BOZEMAN, Mont. — Let it be known, there’s a new queen on the SuperTour. On a sunny morning at Bohart Ranch, Sophie Caldwell (SMS T2) handily won the freestyle sprint from early morning qualifier through to the finish, putting herself on top of the sprint rankings halfway through the Quebec World Cup qualifying period. Sadie Bjornsen (Alaska Pacific University/USST) skated to second place and Caitlin Gregg (Central Cross Country) took third.
“I never know what to expect,” Sophie said after her race. “I was happy with my prelim and just hoped to hang on to the final.”

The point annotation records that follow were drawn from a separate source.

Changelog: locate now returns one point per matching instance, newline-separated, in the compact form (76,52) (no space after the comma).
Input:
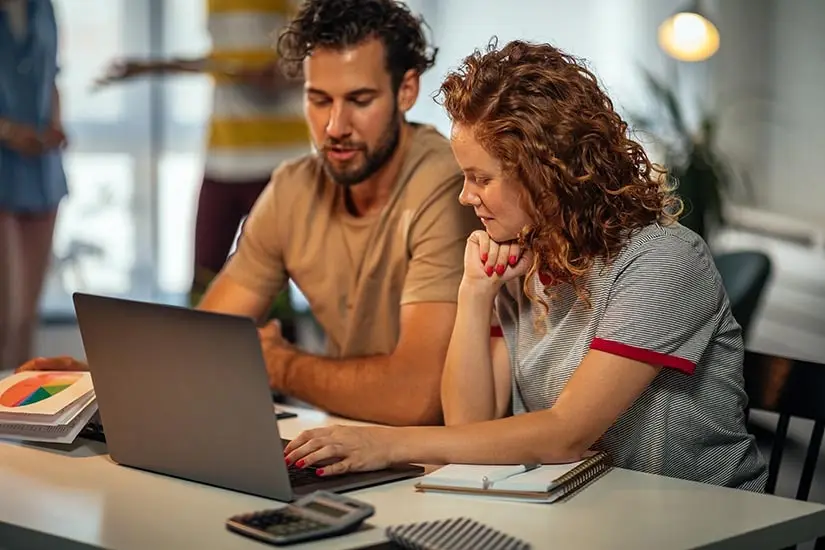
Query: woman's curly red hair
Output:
(542,115)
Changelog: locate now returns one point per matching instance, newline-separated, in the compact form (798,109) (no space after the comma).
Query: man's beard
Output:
(373,160)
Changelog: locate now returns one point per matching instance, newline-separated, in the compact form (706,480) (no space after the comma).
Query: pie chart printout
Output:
(37,388)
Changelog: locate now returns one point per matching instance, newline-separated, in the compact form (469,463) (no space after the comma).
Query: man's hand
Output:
(23,139)
(53,363)
(277,352)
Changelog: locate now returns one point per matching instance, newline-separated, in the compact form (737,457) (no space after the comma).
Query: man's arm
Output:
(226,296)
(397,389)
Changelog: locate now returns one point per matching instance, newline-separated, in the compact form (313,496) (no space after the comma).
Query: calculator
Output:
(318,515)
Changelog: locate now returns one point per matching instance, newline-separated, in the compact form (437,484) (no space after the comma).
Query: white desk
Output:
(83,499)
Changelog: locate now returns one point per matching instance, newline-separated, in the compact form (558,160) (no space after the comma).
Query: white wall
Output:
(796,142)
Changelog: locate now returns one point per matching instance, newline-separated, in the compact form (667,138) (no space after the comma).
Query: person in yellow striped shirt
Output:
(256,123)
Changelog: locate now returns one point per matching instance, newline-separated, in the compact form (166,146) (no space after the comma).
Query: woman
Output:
(617,332)
(32,181)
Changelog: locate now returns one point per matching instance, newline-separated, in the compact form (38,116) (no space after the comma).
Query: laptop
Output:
(185,393)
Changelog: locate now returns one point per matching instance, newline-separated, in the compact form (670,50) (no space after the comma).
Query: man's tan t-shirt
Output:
(356,273)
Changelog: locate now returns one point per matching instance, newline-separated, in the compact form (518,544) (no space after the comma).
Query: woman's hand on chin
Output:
(489,264)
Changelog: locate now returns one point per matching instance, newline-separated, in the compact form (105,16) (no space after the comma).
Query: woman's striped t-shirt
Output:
(661,301)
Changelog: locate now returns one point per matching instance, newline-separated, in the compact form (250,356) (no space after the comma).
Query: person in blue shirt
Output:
(32,180)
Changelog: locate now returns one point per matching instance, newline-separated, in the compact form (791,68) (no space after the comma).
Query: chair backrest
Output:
(790,387)
(745,275)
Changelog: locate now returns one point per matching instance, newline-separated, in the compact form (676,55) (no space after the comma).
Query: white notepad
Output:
(546,483)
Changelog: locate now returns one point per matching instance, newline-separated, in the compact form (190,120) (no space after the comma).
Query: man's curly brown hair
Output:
(541,113)
(340,24)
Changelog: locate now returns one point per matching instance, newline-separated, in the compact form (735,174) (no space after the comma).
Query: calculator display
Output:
(326,510)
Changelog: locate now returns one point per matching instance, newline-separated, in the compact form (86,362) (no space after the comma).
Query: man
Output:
(255,125)
(369,227)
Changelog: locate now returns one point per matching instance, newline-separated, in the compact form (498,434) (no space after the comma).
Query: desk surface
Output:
(79,496)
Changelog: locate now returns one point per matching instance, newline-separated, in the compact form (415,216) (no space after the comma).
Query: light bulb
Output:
(688,36)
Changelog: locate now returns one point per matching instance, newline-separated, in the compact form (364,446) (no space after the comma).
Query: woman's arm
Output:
(475,384)
(600,390)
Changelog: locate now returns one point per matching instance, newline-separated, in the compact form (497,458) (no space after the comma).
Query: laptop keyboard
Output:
(302,476)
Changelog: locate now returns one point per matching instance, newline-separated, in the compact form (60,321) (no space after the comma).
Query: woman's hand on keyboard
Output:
(352,448)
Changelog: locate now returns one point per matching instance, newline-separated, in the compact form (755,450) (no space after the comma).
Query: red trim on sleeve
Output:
(643,355)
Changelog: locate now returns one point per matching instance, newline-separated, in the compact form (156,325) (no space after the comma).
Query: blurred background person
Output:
(256,123)
(32,179)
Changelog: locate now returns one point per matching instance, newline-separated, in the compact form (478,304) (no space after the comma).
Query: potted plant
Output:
(705,177)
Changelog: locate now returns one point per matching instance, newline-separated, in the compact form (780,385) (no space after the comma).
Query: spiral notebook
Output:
(545,483)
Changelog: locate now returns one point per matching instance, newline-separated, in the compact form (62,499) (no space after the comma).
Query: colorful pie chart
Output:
(37,388)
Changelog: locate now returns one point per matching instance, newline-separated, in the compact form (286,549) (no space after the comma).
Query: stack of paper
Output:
(46,405)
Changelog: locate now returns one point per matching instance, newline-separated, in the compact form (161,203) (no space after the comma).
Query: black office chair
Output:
(745,275)
(790,388)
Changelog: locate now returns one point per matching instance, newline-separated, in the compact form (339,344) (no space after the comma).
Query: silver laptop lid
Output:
(184,393)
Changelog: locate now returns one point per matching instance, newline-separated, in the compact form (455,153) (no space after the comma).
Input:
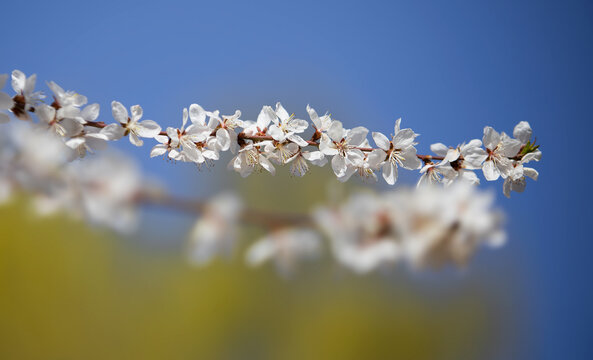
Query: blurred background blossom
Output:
(70,290)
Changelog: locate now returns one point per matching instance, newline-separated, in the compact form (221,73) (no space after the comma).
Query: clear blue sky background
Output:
(448,68)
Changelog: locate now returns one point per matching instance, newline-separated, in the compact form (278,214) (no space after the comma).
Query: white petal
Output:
(266,164)
(522,132)
(315,157)
(148,129)
(197,114)
(439,148)
(375,158)
(18,81)
(350,170)
(404,138)
(411,161)
(135,140)
(510,147)
(506,187)
(532,173)
(297,125)
(357,135)
(136,113)
(452,155)
(75,142)
(45,113)
(532,156)
(120,113)
(312,114)
(223,139)
(381,140)
(275,132)
(389,173)
(281,112)
(490,171)
(326,146)
(469,176)
(90,112)
(336,131)
(266,115)
(158,150)
(113,131)
(5,101)
(491,138)
(297,139)
(339,165)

Her competitors, many of them good friends and former teammates, made up for Caldwell’s modesty in the mixed zone.
“Sophie is just the best. She’s a rock star,” said Annie Hart (Dartmouth), who was fifth.
“To watch Sophie crush it, that was insane,” added Parker Tyler (Univeristy of Utah), who was sixth. “She skis better than anyone in my opinion, she can ride a ski like no one. I’m so stoked for her.”
Caldwell said she simply skied to her strengths over the course of the morning.
“I knew my strength was the sprint finish,” she said. “I wanted to try to hop in behind whoever was leading, stick with them, and save a little energy for the final sprint. And that’s what I did, so it played out well.”
Such a strategy is actually quite cunning, and easier said than done. Bjornsen clearly showed an advantage out of the double pole zone when the final got going and held onto it with the rest of the field breathing down her neck for much of the race.
“I wanted to lead from the start and control it, but there was no controlling it,” Bjorsnen said. “We just went as hard as we could.”
Gregg, who tucked into third behind Caldwell at the start, agreed that the pace was blistering in the final heat. Since she’d led her two preliminary heats outright, Gregg decided to change tack and see whether she could catch a ride by skiing from the middle of the pack.
“Those two girls are tough to sit behind because once they decided to go, they go,” Gregg said. “You can’t sit there and coast on by them and surprise them.”
The start and finish area sat on an elevated plateau, and the course thereafter swung down, up another short hill into the biathlon stadium, and up another sharp climb to the high point before horseshoeing back towards the finish for a total of 1.5 k.
By the time the field reached the final turn, Caldwell moved to the outside and around Bjornsen, and from there the race was nearly decided. By the time Caldwell, Bjornsen and Gregg reached the last stretch, Caldwell had built a comfortable gap.
“I think that she probably skied a tactically better race, and Sophie’s known for that,” Bjornsen said, but concluded that she was happy with how the day went for her since it gave her a chance to practice sprinting before heading back to the World Cup circuit with the U.S. Ski Team.
“Last year I didn’t really ski heats because I only made it in once on the World Cup, so it’s fun to go back and remember how to ski a bunch of hard times again and again,” she said.
Some distance separated the podium from the rest of the field. Caitlin Patterson (Craftsbury Green Racing Project) finished by herself in fourth after starting in the seventeenth qualifying spot. The Alaska native was happy with the effort and grateful for the chance to finally ski rounds.
“It was a fun day, and it was really fun to do the sprint heats,” she said.
At the back of the pack, two college skiers duked it out to finish the best sprint races of their lives; Hart and Tyler finished fifth and sixth. Hart had never made it as far a the final before, and Tyler hadn’t even contested a sprint since 2009 at the Junior Olympics.
“It was all my favorite people, minus some, at the start,” Hart said. “It was just good vibes, I was really happy, and I think the happier we are the faster we ski.”
Tyler appeared slightly shocked several minutes after the finish. “It was pretty much amazing,” she said. “I was not expecting that at all. I had a blast.”
Given the above-freezing conditions on Wednesday night and Thursday morning, it’s a marvel that the races could even take place. Gregg thanked the organizers for pulling off the feat with less that a week’s advance notice that Bohart would host the sprints that West Yellowstone couldn’t.
“The snow is obviously not abundant, but I thought the courses were totally fair and totally fun,” Gregg said.